Die Geschicht oder Begebenheit des ganzen Trauerspiels hebet sich zu Mittage an, und dauret bis gegen der Sonnen Untergang.
[23]Die erste Handlung
Erster Auftritt
Arsene, Phenice.
ARSENE.
Phenice, komm nur her, hier will ich mich verweilen;
Allhier soll Cato mir den besten Trost erteilen.
Von ihm erwart ich ihn, er ist der große Mann,
Auf den das freie Rom noch einzig bauen kann.
Ich selbst will ihm mein Glück und Leben anvertrauen, 5
Bei ihm will ich mich frei von so viel Wettern schauen,
Die mich bisher bestürmt. Mein Vater, wie man spricht,
Arsaces, hat nunmehr das letzte Lebenslicht
Mit Tod und Gruft vertauscht. Pharnaces aber lebet!

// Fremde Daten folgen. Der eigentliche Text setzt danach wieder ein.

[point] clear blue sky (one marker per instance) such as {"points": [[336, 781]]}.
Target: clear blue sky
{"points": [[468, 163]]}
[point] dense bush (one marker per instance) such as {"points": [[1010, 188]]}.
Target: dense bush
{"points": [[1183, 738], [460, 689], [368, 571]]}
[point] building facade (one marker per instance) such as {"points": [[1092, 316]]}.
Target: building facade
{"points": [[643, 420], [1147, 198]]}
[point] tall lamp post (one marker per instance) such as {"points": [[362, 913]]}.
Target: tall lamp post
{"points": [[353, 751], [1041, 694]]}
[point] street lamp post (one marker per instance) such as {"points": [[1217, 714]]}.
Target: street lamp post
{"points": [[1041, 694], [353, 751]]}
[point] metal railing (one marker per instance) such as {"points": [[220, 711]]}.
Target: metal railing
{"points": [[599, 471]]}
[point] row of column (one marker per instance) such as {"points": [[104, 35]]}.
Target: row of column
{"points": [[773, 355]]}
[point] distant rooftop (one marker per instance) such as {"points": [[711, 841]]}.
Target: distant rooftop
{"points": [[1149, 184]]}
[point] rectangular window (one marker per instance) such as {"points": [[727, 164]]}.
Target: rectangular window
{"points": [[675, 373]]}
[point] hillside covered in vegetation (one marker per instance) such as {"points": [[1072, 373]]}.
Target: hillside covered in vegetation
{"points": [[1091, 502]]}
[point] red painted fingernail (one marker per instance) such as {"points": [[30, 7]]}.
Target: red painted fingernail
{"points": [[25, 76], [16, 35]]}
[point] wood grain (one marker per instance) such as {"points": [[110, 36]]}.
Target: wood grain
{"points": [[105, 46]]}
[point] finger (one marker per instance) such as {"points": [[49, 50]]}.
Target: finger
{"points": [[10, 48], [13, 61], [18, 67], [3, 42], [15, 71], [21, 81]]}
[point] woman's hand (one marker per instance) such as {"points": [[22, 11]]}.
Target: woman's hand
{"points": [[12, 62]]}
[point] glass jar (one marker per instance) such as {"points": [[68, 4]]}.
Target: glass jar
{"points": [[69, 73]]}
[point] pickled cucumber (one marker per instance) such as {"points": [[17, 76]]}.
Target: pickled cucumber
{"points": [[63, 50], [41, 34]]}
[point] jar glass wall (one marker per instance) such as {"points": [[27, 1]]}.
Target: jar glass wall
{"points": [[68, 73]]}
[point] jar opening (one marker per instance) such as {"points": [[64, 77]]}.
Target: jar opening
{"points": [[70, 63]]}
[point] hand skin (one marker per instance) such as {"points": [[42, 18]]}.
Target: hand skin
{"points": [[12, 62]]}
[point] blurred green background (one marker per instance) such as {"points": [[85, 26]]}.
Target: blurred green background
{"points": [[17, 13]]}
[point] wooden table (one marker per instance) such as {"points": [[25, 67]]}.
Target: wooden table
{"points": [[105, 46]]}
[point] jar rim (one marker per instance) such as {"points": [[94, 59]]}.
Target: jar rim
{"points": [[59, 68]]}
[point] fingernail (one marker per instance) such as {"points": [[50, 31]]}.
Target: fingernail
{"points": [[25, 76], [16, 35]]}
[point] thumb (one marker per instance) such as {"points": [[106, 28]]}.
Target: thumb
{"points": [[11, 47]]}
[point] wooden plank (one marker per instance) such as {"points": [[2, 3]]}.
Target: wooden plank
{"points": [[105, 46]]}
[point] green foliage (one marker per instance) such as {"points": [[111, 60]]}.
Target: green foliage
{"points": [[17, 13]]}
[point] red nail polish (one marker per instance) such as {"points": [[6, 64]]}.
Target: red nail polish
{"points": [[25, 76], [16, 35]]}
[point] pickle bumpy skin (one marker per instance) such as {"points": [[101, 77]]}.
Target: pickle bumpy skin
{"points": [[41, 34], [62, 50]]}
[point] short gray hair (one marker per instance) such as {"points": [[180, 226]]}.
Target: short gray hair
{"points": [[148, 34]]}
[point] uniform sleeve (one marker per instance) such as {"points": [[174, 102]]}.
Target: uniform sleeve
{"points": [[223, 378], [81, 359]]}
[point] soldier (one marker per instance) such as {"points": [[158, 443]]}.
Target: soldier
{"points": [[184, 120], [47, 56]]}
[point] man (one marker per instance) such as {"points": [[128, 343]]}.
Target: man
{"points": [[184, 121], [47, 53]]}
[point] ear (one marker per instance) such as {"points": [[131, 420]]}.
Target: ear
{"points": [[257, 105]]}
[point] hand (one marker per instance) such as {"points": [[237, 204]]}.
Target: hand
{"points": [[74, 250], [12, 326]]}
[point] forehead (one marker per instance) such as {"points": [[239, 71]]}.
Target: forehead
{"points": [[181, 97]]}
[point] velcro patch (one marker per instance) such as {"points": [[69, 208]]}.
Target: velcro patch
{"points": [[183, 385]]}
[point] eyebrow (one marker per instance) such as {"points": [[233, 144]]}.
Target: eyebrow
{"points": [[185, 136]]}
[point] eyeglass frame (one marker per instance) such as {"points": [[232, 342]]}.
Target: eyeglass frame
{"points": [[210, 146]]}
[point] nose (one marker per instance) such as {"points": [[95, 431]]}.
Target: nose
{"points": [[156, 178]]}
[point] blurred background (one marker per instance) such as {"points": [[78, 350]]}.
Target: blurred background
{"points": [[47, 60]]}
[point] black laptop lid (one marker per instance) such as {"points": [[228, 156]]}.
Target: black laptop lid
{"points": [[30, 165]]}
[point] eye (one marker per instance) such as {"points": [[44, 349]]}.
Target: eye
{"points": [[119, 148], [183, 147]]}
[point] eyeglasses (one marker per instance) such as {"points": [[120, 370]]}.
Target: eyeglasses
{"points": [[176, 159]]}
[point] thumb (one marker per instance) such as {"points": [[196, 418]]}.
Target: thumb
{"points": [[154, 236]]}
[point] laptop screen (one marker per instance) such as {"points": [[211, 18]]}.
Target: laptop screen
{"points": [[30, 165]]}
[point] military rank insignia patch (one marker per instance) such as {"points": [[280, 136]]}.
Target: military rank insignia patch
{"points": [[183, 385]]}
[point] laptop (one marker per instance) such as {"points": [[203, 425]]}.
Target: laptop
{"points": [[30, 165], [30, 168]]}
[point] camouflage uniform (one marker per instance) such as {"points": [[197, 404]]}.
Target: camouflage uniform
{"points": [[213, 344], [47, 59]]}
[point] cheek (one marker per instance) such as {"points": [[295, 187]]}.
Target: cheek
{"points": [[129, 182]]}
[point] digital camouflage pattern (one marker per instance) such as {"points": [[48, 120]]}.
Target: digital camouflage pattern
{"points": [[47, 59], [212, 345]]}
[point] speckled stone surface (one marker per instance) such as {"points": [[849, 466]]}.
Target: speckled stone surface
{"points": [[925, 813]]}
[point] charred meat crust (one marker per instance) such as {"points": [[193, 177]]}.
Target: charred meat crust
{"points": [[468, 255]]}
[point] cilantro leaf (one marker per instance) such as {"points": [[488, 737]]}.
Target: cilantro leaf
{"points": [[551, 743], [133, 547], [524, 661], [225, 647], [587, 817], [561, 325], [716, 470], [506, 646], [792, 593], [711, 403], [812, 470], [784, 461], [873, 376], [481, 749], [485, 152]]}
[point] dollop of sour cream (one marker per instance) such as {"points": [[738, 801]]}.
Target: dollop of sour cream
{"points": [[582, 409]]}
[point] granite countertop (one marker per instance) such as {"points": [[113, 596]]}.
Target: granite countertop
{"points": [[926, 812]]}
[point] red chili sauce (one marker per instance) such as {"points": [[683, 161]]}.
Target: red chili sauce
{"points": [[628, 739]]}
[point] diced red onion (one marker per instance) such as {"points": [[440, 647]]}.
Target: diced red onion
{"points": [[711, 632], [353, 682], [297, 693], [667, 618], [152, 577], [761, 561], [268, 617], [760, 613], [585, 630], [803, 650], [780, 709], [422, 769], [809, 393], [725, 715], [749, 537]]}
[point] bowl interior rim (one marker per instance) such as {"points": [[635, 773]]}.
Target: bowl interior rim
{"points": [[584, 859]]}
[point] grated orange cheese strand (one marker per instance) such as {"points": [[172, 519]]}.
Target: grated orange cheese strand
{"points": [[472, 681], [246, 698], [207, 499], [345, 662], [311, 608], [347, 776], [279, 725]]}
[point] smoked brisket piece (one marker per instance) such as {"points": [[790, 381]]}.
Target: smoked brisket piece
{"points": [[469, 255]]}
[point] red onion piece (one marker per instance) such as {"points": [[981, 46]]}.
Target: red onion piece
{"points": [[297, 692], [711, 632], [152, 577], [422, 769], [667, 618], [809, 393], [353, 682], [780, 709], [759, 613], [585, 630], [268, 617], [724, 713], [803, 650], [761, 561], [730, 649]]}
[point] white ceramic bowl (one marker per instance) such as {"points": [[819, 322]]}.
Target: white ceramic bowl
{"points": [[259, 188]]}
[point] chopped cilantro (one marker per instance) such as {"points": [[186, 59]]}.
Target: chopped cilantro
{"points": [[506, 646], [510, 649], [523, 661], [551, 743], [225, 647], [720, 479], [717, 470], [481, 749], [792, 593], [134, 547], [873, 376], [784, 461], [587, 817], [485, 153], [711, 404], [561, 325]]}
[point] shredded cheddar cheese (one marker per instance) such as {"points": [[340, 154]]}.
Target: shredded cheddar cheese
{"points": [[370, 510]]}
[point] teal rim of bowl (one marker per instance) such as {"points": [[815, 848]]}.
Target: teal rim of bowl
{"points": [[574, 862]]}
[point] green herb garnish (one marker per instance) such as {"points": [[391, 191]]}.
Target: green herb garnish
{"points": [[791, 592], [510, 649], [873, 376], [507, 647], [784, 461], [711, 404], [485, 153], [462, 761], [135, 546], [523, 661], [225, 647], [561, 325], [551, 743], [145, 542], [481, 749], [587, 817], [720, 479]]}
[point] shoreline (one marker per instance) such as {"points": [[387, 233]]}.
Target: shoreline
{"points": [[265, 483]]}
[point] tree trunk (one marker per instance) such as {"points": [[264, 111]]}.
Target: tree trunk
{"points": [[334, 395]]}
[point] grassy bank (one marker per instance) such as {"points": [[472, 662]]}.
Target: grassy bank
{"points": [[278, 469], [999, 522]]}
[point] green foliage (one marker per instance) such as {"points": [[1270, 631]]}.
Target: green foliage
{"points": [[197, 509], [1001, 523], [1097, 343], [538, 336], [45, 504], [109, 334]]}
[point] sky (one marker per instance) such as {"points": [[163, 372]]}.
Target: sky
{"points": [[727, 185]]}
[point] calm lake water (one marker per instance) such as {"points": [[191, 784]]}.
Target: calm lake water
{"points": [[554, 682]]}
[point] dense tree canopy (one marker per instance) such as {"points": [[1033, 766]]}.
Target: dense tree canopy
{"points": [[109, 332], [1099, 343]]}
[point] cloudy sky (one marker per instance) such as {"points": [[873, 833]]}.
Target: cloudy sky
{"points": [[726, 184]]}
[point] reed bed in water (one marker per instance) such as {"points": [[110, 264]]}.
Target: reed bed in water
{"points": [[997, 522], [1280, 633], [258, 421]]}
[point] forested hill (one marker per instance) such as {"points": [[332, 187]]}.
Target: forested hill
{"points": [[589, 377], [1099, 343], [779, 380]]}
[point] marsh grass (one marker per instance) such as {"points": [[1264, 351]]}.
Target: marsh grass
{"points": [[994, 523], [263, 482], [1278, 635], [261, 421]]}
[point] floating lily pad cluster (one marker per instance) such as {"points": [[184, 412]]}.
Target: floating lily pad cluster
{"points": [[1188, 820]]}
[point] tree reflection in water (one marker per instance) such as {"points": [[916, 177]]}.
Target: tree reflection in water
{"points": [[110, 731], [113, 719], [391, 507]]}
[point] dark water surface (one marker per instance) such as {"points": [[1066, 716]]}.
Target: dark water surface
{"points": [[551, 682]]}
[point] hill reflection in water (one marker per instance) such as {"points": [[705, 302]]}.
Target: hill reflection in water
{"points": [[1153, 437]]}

Und weil er sich hieher nach Utica erhebet: 10
So dringt das Unglück itzt ganz häufig auf mich ein;
So muss ich überall geplagt und trostlos sein.
PHENICE.
Prinzessin, soll der Held, vor dem sich Pontus beuget,
Der Euch so zärtlich liebt, Euch so viel Gunst bezeuget,
Sagt, soll Pharnaces nicht den Wunsch erfüllet sehn, 15
Als Euer Bräutigam.
ARSENE.
Er? Das wird nie geschehn!
PHENICE.
Warum entsetzt Ihr Euch? Prinzessin, da die Mienen,
Da selbst die Seufzer Euch schon zu Verrätern dienen.
Umsonst verstellt Ihr Euch. Die Tränen fließen zwar:
Allein aus Liebe bloß. Gestehts nur, ists nicht wahr? 20
[24]ARSENE.
Ich habe freilich mich bisher vor dir verstecket,
Und meine Schwachheit noch kein einzig Mal entdecket.
Mein Vater lebte noch. Wie hätt ichs wohl gewagt,
Da mir sein hartes Wort das Lieben untersagt?
Die Klugheit lehrte mich die Neigung zu verhehlen, 25
Und aus Verstellung den, der ihm gefiel, zu wehlen.